A doctor who lost her license in April over allegations she prescribed excessive amounts of medications to five patients - including one who died - has had her license reinstated. Dr. Judith Butler of Blytheville appealed the decision by the Arkansas State Medical Board, asking to introduce additional evidence in the case, because she felt there had been numerous errors in her hearing and suggesting she was the victim of an over-zealous state trooper.

Nearly two-thirds of public comments at an air permit hearing for a $1.4 billion coal-fired power plant in Hempstead County are against the project, citing air-quality, mercury contamination and global warming concerns.

Regular gasoline prices rose an average of almost 10 cents in Arkansas over the past week because of higher crude-oil prices and alleged refinery problems in the Midwest.

Persons familiar with Cantrell Field in Conway tell the Log Cabin Democrat the same aircraft which hit a house killing the pilot and an occupant a couple of weeks ago, slid off the end of the runway in March and become mired in mud. No damage was caused to the aircraft or nearby property in the earlier incident. A wrongful death lawsuit has been filed against the pilot’s estate and others.

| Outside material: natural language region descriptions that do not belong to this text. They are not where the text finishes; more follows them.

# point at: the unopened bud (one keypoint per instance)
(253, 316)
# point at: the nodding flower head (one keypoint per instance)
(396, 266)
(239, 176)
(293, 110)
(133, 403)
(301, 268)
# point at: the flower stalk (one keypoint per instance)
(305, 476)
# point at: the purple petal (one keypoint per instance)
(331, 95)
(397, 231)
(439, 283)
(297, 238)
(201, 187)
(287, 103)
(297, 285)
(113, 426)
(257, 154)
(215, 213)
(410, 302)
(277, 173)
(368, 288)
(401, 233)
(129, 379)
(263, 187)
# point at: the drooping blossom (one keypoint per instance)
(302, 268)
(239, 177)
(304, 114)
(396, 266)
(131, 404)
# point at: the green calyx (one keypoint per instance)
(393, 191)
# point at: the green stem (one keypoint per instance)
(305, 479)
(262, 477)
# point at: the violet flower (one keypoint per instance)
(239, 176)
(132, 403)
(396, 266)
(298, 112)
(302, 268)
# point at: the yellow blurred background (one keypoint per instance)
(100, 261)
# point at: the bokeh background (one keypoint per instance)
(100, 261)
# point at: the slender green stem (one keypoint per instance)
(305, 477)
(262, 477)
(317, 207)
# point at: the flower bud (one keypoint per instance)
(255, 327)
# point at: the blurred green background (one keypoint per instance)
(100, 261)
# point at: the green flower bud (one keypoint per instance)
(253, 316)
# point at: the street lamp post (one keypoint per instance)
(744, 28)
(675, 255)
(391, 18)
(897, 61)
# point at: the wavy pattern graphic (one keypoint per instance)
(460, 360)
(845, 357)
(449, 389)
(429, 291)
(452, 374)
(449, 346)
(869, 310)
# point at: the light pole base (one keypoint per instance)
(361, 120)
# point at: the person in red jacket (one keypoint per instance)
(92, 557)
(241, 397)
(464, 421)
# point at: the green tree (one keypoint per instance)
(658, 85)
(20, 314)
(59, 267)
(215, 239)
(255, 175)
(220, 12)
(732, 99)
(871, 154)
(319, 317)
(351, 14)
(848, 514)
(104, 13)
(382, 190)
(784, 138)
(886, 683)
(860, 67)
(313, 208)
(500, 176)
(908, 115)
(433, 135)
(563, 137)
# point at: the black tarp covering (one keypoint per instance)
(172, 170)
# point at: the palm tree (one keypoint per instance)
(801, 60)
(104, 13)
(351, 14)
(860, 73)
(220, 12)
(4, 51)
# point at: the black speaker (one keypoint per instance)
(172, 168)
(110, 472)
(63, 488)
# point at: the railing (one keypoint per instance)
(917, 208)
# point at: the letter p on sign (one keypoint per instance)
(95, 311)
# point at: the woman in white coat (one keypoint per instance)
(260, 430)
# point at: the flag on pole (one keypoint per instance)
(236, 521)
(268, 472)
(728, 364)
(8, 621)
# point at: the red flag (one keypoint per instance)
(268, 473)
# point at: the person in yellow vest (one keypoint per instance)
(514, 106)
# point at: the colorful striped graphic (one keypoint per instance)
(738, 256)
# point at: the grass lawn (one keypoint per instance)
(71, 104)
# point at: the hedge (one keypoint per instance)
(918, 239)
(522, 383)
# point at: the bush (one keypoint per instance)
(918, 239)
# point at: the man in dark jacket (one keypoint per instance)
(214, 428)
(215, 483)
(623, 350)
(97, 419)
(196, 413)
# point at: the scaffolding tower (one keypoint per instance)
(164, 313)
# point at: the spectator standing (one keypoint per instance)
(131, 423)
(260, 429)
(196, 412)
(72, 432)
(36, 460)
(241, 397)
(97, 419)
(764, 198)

A Craighead County jury returned a verdict in favor of the plaintiff, Joe Turner of Lawrence County. Turner brought suit against Cleo Watkins Jr. over a fight in Turner’s rice field in which Watkins allegedly took Turner’s pistol and beat him with it. The jury awarded Turner $500,000 in compensatory damages and $700,000 in punitive damages.

A hospital in Paragould has agreed to manage the Randolph County Medical Center in neighboring Pocahontas, quelling fears that the financially ailing 52-year-old facility would soon close.

Jermain Taylor is putting his world middleweight titles on the line one last time. Multiple sources have confirmed to the Arkansas Democrat-Gazette that Taylor will defend his WBC and WBO middleweight belts against Kelly Pavlik on Sept. 29 at Boardwalk Hall in Atlantic City, N.J. The bout will be televised on HBO, not pay-per-view.